JURNAL GAYA – Siapa yang tak kenal dengan Ustadz Adi Hidayat. Salahsatu ulama yang dikenal hapal al qur’an hingga ke halaman bahkan tata letak ayatnya beliau hapal. Rupanya kejeniusan seorang Ustadz Adi Hidayat sudah terlihat sejak kecil ketika menempuh pendidikan di Pondok Pesantren Darul Arqam Muhammadiyah Garut, pesantren kader ulama tarjih Muhammadiyah.

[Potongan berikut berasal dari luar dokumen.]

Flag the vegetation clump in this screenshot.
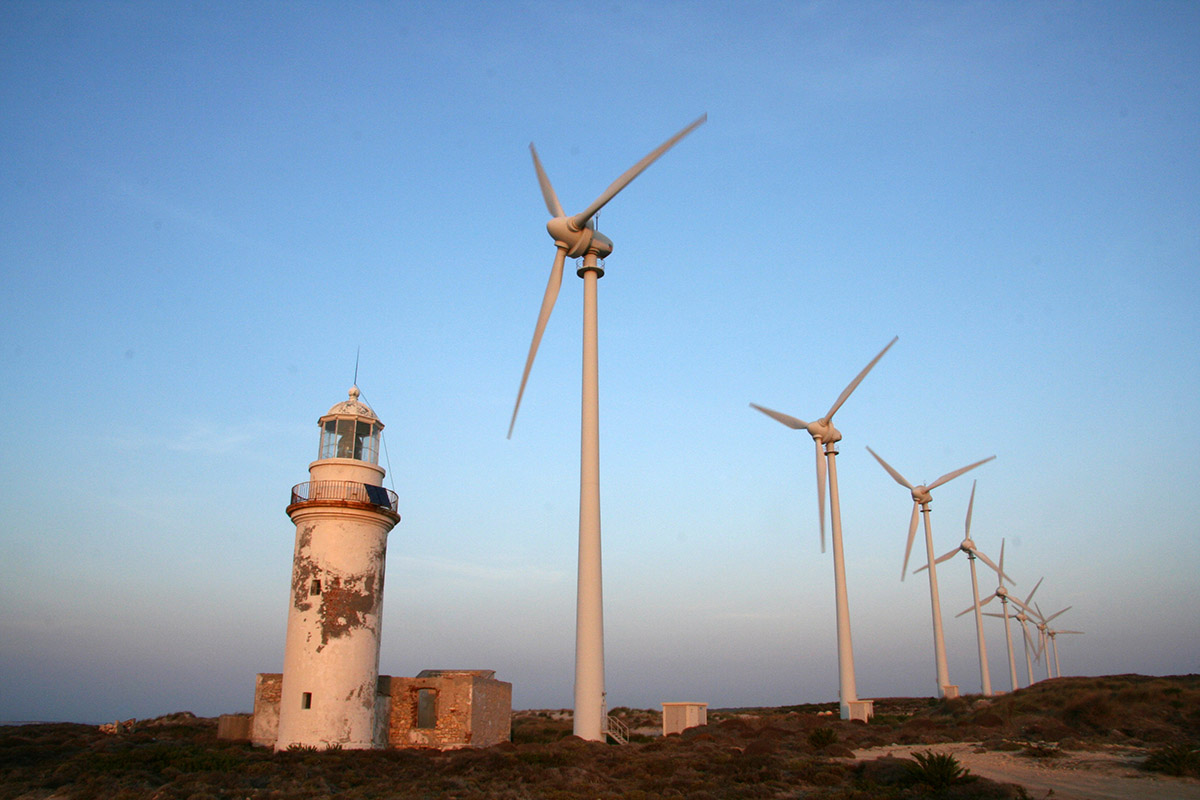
[905,750,977,792]
[1141,742,1200,777]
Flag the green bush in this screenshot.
[907,750,974,790]
[809,728,838,750]
[1141,742,1200,777]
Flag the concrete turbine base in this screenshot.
[841,700,875,722]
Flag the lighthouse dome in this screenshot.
[322,386,383,427]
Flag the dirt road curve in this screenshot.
[854,742,1200,800]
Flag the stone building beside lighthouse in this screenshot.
[230,386,512,750]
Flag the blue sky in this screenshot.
[0,1,1200,721]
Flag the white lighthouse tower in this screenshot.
[275,386,400,750]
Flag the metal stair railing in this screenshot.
[605,716,629,745]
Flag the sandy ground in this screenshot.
[854,742,1200,800]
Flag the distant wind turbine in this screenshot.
[1033,603,1073,679]
[914,481,1016,696]
[989,578,1045,686]
[750,337,900,721]
[958,539,1036,692]
[866,447,995,697]
[509,114,708,741]
[1046,627,1082,678]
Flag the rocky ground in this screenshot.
[0,675,1200,800]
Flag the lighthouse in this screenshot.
[275,386,400,750]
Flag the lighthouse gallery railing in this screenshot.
[292,481,400,513]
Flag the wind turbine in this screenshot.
[914,481,1016,696]
[956,539,1037,692]
[750,336,900,722]
[866,447,995,697]
[509,114,708,741]
[1033,603,1073,679]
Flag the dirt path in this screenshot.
[854,742,1200,800]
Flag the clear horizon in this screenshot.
[0,0,1200,722]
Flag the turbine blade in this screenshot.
[1042,606,1074,625]
[962,481,978,539]
[934,547,962,564]
[900,500,920,581]
[971,549,1015,585]
[750,403,809,431]
[926,456,995,489]
[571,114,708,230]
[866,447,912,491]
[824,336,900,420]
[812,439,826,553]
[529,142,566,217]
[508,247,566,439]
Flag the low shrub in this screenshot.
[1141,742,1200,777]
[906,750,974,792]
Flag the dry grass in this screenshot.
[0,675,1200,800]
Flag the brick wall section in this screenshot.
[388,673,512,750]
[250,670,512,750]
[250,672,283,747]
[217,714,254,741]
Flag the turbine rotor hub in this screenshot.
[546,217,612,258]
[805,419,841,445]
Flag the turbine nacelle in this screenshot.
[804,417,841,446]
[546,217,612,258]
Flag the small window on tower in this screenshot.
[416,688,438,728]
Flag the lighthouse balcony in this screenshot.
[288,481,400,515]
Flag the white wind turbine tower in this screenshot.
[914,481,1016,696]
[988,575,1045,690]
[1033,603,1073,679]
[750,336,900,722]
[509,114,708,741]
[956,539,1037,692]
[866,447,995,697]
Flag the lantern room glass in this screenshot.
[320,420,383,464]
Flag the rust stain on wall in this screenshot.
[292,525,319,612]
[317,575,378,651]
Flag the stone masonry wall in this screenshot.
[250,672,283,747]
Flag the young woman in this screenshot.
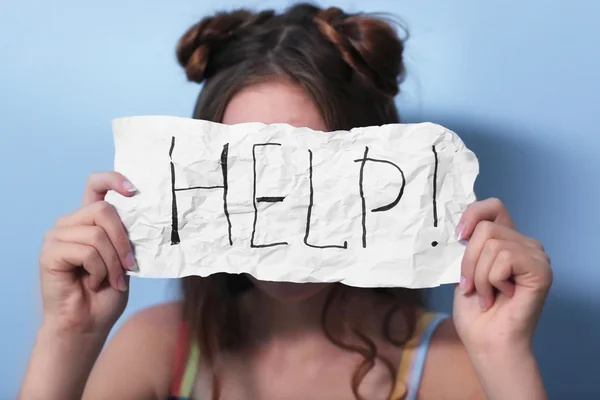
[20,5,552,400]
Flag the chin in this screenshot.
[250,277,332,302]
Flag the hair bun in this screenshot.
[176,10,274,83]
[314,7,404,96]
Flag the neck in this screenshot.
[242,283,334,341]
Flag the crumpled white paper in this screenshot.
[107,116,479,288]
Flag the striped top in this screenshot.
[167,313,448,400]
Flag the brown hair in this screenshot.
[177,4,423,399]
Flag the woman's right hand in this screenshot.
[40,172,135,336]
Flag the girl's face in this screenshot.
[222,81,329,301]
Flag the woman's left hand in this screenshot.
[454,199,552,353]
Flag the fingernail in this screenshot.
[117,275,127,292]
[123,181,137,193]
[479,296,487,311]
[456,222,465,242]
[125,253,135,270]
[458,275,468,294]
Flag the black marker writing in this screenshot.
[304,150,348,249]
[169,136,233,246]
[250,143,288,248]
[169,136,181,245]
[354,146,406,247]
[256,197,285,203]
[431,145,438,247]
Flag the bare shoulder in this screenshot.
[84,303,181,400]
[419,318,485,400]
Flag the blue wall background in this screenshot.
[0,0,600,399]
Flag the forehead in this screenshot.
[222,82,328,131]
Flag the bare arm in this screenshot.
[83,303,180,400]
[19,325,106,400]
[19,304,179,400]
[419,320,547,400]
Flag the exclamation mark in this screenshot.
[431,145,438,247]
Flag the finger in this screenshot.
[82,171,136,206]
[51,225,131,288]
[489,249,524,300]
[473,239,526,310]
[55,201,135,270]
[456,198,515,240]
[461,221,543,293]
[40,241,127,291]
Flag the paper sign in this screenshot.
[107,116,479,288]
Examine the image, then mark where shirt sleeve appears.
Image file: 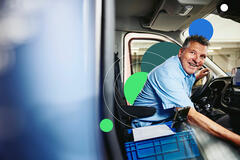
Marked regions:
[151,69,194,109]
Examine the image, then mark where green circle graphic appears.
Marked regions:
[124,72,148,105]
[100,119,113,132]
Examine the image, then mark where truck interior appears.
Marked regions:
[102,0,240,159]
[0,0,240,160]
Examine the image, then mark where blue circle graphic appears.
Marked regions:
[189,19,213,40]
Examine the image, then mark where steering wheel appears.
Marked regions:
[220,83,240,115]
[191,72,213,102]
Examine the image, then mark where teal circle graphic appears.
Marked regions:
[100,119,113,132]
[141,42,181,73]
[124,72,148,104]
[189,19,213,40]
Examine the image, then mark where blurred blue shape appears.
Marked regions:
[0,0,101,160]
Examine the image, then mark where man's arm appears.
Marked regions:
[188,107,240,146]
[196,68,209,81]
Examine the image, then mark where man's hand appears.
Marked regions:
[196,68,209,80]
[188,107,240,146]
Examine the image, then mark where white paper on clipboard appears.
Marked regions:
[133,124,175,141]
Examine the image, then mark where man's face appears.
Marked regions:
[178,42,207,74]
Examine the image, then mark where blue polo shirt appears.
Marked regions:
[132,56,196,128]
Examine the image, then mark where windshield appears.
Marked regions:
[182,14,240,77]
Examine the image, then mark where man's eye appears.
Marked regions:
[201,56,206,59]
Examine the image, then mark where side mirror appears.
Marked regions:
[232,67,240,87]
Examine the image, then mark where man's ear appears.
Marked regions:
[178,48,183,57]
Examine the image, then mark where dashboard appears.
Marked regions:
[192,77,240,133]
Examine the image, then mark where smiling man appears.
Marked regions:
[132,36,240,146]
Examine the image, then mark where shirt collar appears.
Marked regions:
[176,55,195,77]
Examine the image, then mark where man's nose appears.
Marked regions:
[193,54,201,64]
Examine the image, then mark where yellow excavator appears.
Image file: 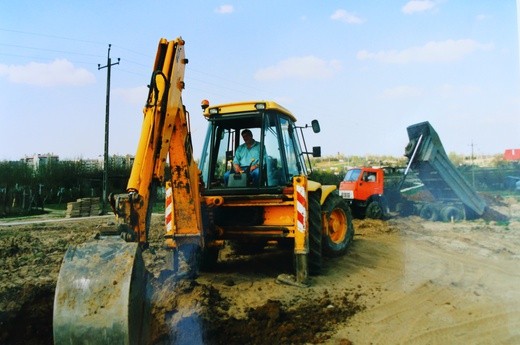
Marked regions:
[53,38,354,344]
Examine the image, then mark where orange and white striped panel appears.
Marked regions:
[296,185,307,233]
[164,184,173,233]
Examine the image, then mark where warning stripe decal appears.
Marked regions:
[296,185,307,233]
[164,187,173,232]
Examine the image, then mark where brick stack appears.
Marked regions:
[65,198,99,218]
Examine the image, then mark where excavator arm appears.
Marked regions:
[110,38,202,248]
[53,38,202,344]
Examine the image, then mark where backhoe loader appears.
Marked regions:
[53,38,354,344]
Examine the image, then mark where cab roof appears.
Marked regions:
[204,101,296,122]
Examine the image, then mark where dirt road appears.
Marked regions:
[0,198,520,344]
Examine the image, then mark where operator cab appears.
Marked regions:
[199,102,318,195]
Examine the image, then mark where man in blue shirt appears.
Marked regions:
[224,129,260,186]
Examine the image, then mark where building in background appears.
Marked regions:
[504,149,520,161]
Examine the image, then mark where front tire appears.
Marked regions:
[322,194,354,257]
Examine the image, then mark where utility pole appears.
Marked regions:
[471,141,475,188]
[98,44,121,214]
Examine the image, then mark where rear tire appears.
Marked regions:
[322,194,354,257]
[419,204,439,222]
[441,206,464,222]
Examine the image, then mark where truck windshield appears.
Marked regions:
[343,169,361,182]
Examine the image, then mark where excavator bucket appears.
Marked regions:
[53,236,147,344]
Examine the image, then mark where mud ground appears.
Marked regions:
[0,198,520,345]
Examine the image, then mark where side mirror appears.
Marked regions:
[226,151,233,162]
[311,120,320,133]
[312,146,321,158]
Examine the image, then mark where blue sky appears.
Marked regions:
[0,0,520,160]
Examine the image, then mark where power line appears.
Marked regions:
[0,28,106,44]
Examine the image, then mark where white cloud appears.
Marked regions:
[438,84,480,98]
[330,9,364,24]
[0,59,96,86]
[113,86,148,105]
[215,5,235,14]
[255,56,341,80]
[383,85,422,99]
[401,0,437,14]
[357,39,493,64]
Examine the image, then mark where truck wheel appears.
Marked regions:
[419,204,439,222]
[307,193,322,275]
[322,194,354,257]
[441,206,464,222]
[365,200,384,219]
[199,248,219,272]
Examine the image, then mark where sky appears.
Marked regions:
[0,0,520,161]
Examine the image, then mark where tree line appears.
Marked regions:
[0,161,131,216]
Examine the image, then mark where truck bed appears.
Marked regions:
[405,121,487,218]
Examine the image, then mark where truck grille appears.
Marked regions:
[339,190,354,200]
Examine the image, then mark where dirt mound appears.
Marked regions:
[353,218,399,236]
[205,288,362,344]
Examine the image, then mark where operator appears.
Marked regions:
[224,129,260,186]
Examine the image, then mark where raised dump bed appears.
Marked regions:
[405,121,487,220]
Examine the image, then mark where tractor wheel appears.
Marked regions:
[307,193,322,275]
[365,200,384,219]
[441,206,464,222]
[419,204,439,222]
[322,194,354,257]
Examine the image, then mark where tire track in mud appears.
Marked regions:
[331,219,520,344]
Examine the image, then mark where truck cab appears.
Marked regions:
[339,167,388,219]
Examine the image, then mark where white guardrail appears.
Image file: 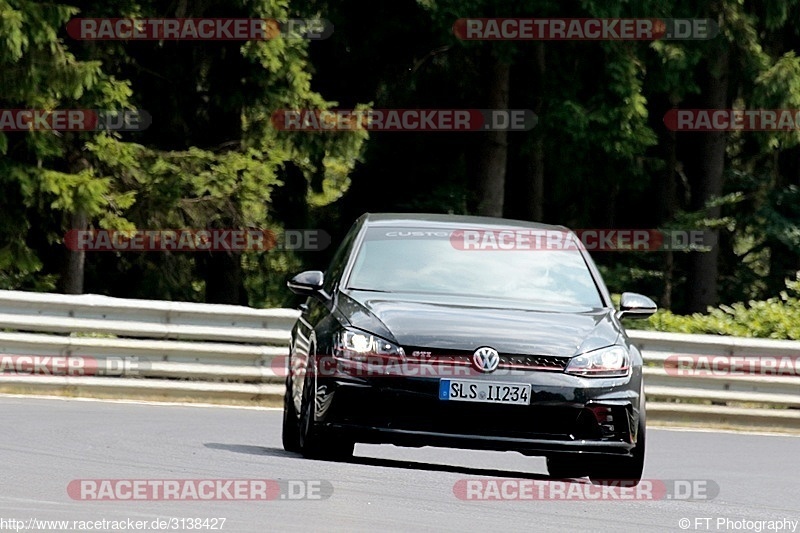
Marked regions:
[0,291,800,430]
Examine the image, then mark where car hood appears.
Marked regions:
[337,291,620,357]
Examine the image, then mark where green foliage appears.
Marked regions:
[625,278,800,340]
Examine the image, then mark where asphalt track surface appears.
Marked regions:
[0,396,800,533]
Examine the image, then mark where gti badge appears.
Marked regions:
[472,346,500,372]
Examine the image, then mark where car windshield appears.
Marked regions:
[347,228,603,308]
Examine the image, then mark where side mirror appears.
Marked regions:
[617,292,658,318]
[286,270,331,301]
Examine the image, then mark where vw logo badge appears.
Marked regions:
[472,346,500,372]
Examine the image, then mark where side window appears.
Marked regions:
[323,225,360,293]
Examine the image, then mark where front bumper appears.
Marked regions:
[316,368,641,455]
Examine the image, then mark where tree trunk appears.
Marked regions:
[523,42,545,222]
[688,50,729,313]
[477,50,511,217]
[58,211,89,294]
[659,126,678,309]
[204,252,248,305]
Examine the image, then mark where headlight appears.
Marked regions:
[333,329,405,361]
[566,346,631,378]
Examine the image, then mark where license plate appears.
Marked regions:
[439,379,531,405]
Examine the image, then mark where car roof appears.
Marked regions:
[362,213,569,231]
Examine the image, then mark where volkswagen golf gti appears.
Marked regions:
[283,213,656,484]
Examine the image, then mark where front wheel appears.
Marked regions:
[589,413,646,487]
[299,372,355,461]
[281,369,300,453]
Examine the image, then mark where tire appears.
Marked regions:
[589,397,647,487]
[281,369,300,453]
[298,370,355,461]
[547,455,589,479]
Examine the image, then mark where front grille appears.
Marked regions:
[403,347,570,372]
[500,354,569,372]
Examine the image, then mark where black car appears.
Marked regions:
[283,214,656,483]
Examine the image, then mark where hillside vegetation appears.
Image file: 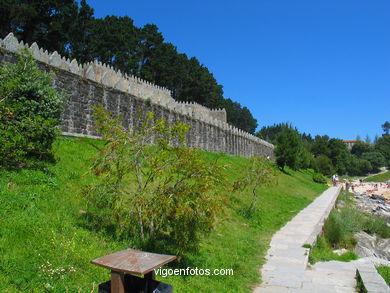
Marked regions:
[0,138,325,292]
[363,171,390,182]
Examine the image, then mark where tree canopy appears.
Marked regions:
[0,0,257,133]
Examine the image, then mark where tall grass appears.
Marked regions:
[364,171,390,182]
[310,192,390,263]
[0,138,325,293]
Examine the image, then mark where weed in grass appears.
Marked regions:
[376,266,390,286]
[363,171,390,182]
[0,138,326,293]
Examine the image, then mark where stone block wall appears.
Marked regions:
[0,34,274,157]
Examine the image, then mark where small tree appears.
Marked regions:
[233,156,277,215]
[0,49,65,167]
[275,128,302,170]
[85,107,223,255]
[362,151,386,172]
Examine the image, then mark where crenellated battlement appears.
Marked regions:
[0,33,274,154]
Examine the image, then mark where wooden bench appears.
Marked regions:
[91,249,176,293]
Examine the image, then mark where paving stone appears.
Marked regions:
[254,187,350,293]
[253,286,289,293]
[364,282,390,293]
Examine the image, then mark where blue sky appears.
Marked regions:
[87,0,390,139]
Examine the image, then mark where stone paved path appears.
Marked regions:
[254,187,389,293]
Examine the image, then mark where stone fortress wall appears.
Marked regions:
[0,33,274,157]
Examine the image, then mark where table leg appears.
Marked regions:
[111,271,125,293]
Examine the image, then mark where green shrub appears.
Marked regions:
[362,151,386,172]
[315,155,334,175]
[84,107,223,256]
[233,156,277,216]
[0,50,65,168]
[313,173,326,183]
[376,266,390,286]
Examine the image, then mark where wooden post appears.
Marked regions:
[111,271,125,293]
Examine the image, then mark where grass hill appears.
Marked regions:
[0,138,326,293]
[363,171,390,182]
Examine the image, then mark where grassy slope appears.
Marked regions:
[0,139,325,292]
[376,266,390,286]
[364,171,390,182]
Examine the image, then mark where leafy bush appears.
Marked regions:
[84,107,223,256]
[313,173,326,183]
[233,156,277,215]
[315,155,334,175]
[0,49,65,168]
[362,151,386,172]
[376,266,390,286]
[275,128,303,170]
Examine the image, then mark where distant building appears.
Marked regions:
[343,139,358,150]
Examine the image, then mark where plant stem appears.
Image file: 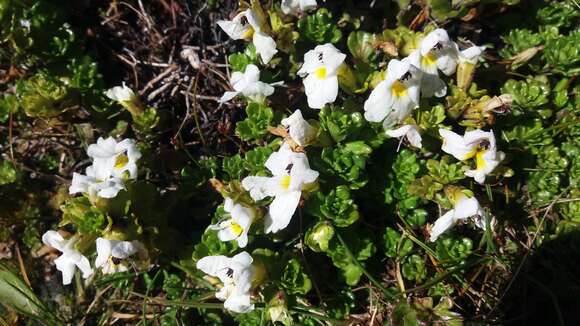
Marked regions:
[336,231,394,299]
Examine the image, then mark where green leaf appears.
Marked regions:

Fahd Pahdepie yang kini menjadi juru bicaranya mengungkapkan masa kecil Ustadz yang akrab disapa UAH ini melaui medsosnya @fahdpahdepie. “Mengapa saya membela Ustadz Adi Hidayat (UAH) dan berdiri di garis paling depan? Izinkan saya sedikit bercerita,” bukanya dalam postingan yang diunggah, Selasa 2 Juni 2021 itu.
Fahd sendiri ditahun 1999 diceritakan baru masuk menjadi santri di Ponpes Darul Arqam sekaligus adik kelas UAH. Pimpinan Ponpes saat itu, Kiai Miskun seolah ingin menunjukkan kader terbaiknya, untuk mempersilakan Adi Hidayat kecil berpidato.
“Dengan penuh percaya diri A Adi, begitu kelak saya memanggilnya, naik ke atas mimbar. Perawakannya kecil, tetapi suaranya menggelegar. Ia berdalil dengan quran, hadits, mengutip banyak referensi ilmiah, berpidato dengan retorika yang memukau. Kadang dengan bahasa Inggris di satu bagian, Bahasa Arab di bagian yang lain. Keduanya fasih,” kenang Fahd.
Seluruh hadirin saat itu terpukau, berdecak kagum. “Saya melongo, ibu saya meneteskan air mata. "Nanti kamu harus begitu, ya, belajarlah sama A Adi. Dekati, berguru." Pesannya. Saya mengangguk. Usia saya masih 12 tahun, terpaut dua tahun saja dari A Adi. Memori itu tercetak kuat dalam ingatan saya, apalagi pesan ibu,” bebernya.
Hari demi hari berlalu. Sebagai santri dirinya berusaha mengenal dan dekat dengan UAH. Kadang seusai shalat berjamaah, mereka duduk berdua, berhadap-hadapan, bertanya tentang apa saja. “A Adi sering memberi saya nasihat, motivasi, kadang memberi saya tantangan-tantangan juga. Pada saatnya kami cukup dekat. Sejak dulu banyak yang segan untuk bisa dekat dan ngobrol dengan A Adi, saya mungkin salah satu dari yang sedikit bisa mendapat kemewahan berdiskusi panjang dengannya,” ungkapnya.
Pada saatnya, keduanya tumbuh seolah ke arah yang berbeda. “A Adi kuliah agama, saya kuliah politik. A Adi ke Libya, saya ke Australia. A Adi hadir di konferensi-konferensi Internasional di Timur Tengah, saya di Eropa dan negeri Barat lainnya. A Adi menjadi orator ulung, saya memilih menjadi penulis. A Adi menjadi ulama, saya menjadi pengusaha,” paparnya.